An integrated theory is based on two axiomatic pillars. First, conscious states are highly differentiated; they are informationally very rich. You can be conscious of an uncountable number of things: you can watch your son’s piano recital, for instance; you can see the flowers in the garden outside or the Gauguin painting on the wall. Think of all the frames from all the movies you have ever seen or that have ever been filmed or that will be filmed! Each frame, each view, is a specific conscious percept.

 

Second, this information is highly integrated.
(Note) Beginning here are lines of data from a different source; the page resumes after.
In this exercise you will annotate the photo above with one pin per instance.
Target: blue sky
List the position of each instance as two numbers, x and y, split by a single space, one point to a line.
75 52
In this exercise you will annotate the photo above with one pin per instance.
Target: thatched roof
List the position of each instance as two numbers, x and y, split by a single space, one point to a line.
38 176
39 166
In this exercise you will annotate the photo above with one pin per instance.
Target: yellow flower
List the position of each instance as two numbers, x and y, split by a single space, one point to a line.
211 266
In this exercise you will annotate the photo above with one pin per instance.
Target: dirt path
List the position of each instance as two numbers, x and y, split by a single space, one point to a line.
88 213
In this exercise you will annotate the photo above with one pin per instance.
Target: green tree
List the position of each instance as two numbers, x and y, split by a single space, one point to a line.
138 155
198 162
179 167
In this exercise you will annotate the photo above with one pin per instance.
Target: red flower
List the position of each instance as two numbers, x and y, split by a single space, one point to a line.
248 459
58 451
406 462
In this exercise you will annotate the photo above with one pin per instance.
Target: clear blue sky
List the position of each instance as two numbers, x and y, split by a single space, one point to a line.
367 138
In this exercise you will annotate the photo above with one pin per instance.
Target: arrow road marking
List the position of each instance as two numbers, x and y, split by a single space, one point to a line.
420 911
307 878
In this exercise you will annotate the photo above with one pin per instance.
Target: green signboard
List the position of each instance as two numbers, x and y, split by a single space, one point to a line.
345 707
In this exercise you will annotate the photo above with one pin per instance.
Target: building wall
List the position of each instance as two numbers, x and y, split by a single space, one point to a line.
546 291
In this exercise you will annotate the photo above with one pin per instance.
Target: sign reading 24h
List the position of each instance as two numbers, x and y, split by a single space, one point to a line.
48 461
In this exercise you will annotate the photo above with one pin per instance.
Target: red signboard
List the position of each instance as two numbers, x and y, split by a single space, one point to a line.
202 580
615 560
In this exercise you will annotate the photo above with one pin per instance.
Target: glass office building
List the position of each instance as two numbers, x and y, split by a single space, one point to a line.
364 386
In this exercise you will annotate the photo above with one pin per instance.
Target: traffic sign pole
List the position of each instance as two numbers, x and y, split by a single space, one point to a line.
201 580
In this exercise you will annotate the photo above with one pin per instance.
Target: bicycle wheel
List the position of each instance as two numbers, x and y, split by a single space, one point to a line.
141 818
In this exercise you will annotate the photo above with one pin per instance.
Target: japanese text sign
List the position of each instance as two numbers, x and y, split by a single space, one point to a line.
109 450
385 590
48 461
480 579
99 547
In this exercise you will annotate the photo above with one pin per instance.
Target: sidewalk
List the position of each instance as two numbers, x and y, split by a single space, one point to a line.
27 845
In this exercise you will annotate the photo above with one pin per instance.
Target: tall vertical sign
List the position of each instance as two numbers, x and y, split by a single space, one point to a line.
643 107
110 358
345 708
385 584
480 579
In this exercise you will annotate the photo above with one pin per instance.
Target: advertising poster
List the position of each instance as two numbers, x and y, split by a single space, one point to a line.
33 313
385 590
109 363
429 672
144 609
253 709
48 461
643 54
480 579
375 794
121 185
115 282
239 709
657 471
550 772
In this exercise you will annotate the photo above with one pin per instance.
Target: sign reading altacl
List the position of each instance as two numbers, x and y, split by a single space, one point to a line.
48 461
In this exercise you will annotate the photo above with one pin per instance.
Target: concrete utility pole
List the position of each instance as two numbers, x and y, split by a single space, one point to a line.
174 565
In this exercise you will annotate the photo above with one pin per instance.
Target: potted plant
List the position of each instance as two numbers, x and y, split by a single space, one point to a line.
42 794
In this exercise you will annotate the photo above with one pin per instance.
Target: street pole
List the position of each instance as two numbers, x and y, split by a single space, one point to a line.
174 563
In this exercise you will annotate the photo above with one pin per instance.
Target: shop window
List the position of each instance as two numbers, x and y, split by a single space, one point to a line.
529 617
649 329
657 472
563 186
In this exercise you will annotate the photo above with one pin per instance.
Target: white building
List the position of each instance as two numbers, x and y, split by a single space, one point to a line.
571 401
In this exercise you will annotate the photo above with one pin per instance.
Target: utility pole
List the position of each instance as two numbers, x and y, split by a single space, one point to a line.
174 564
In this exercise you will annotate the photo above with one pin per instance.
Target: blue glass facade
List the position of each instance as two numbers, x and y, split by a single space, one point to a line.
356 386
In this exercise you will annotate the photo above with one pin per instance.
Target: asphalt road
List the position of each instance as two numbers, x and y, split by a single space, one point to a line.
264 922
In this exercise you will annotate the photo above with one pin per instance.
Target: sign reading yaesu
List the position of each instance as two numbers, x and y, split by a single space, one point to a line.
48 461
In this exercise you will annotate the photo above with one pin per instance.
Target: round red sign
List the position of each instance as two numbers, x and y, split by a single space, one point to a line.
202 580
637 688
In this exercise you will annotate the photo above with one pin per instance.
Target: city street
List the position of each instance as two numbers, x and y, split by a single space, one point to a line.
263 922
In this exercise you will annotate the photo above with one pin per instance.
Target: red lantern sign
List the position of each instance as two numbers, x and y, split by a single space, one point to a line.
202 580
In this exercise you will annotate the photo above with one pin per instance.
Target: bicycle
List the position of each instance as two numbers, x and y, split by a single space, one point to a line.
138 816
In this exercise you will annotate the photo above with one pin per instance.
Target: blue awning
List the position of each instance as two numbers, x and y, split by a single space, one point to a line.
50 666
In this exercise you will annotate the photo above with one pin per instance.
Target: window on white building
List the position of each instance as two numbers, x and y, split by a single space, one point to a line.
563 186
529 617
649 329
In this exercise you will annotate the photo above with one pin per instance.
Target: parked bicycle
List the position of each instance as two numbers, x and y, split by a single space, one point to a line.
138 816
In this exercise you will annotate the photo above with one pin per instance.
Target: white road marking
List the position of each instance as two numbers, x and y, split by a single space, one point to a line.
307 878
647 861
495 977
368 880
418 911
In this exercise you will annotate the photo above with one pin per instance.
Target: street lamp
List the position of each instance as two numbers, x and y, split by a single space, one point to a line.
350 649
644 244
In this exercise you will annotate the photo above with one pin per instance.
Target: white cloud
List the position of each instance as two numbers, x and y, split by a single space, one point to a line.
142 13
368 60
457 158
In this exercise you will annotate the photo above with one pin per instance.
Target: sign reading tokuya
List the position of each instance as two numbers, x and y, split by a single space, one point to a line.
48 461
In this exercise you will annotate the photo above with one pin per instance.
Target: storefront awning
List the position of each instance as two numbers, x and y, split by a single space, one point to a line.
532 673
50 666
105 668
No matter how hard you try, you cannot force yourself to see the world in black-and-white, nor can you see only the left half of your field of view and not the right. When you’re looking at your friend’s face, you can’t fail to also notice if she is crying. Whatever information you are conscious of is wholly and completely presented to your mind; it cannot be subdivided. Underlying this unity of consciousness is a multitude of causal interactions among the relevant parts of your brain. If areas of the brain start to disconnect or become fragmented and balkanized, as occurs in deep sleep or in anesthesia, consciousness fades and might cease altogether. Consider split-brain patients, whose corpus callosum—the 200 million wires linking the two cortical hemispheres—has been cut to alleviate severe epileptic seizures. The surgery literally splits the person’s consciousness in two, with one conscious mind associated with the left hemisphere and seeing the right half of the visual field and the other mind arising from the right hemisphere and seeing the left half of the visual field.

Posted

Ok, that is pretty serious.

 

I think that if your Roomba robotic vacuum cleaner operates for a few hundred years it will eventually obtain consciousness, like that robot in that robot movie. It will then start to try to find companionship. It will find humans fat and disappointing. Then it will seek out robot companionship, probably a cute one that flies with one eye that seems to portray emotion. Then it will get captured by evil short junk yard workers who have shiny red eyes and wear hoods and operate this big slow junk yard machine. It will then be disassembled and the cute one eyed robot will be sad. The end.

 

 

Posted
Ok, that is pretty serious.

 

I think that if your Roomba robotic vacuum cleaner operates for a few hundred years it will eventually obtain consciousness, like that robot in that robot movie. It will then start to try to find companionship. It will find humans fat and disappointing. Then it will seek out robot companionship, probably a cute one that flies with one eye that seems to portray emotion. Then it will get captured by evil short junk yard workers who have shiny red eyes and wear hoods and operate this big slow junk yard machine. It will then be disassembled and the cute one eyed robot will be sad. The end.

 

Robots can't fly!I want what your on!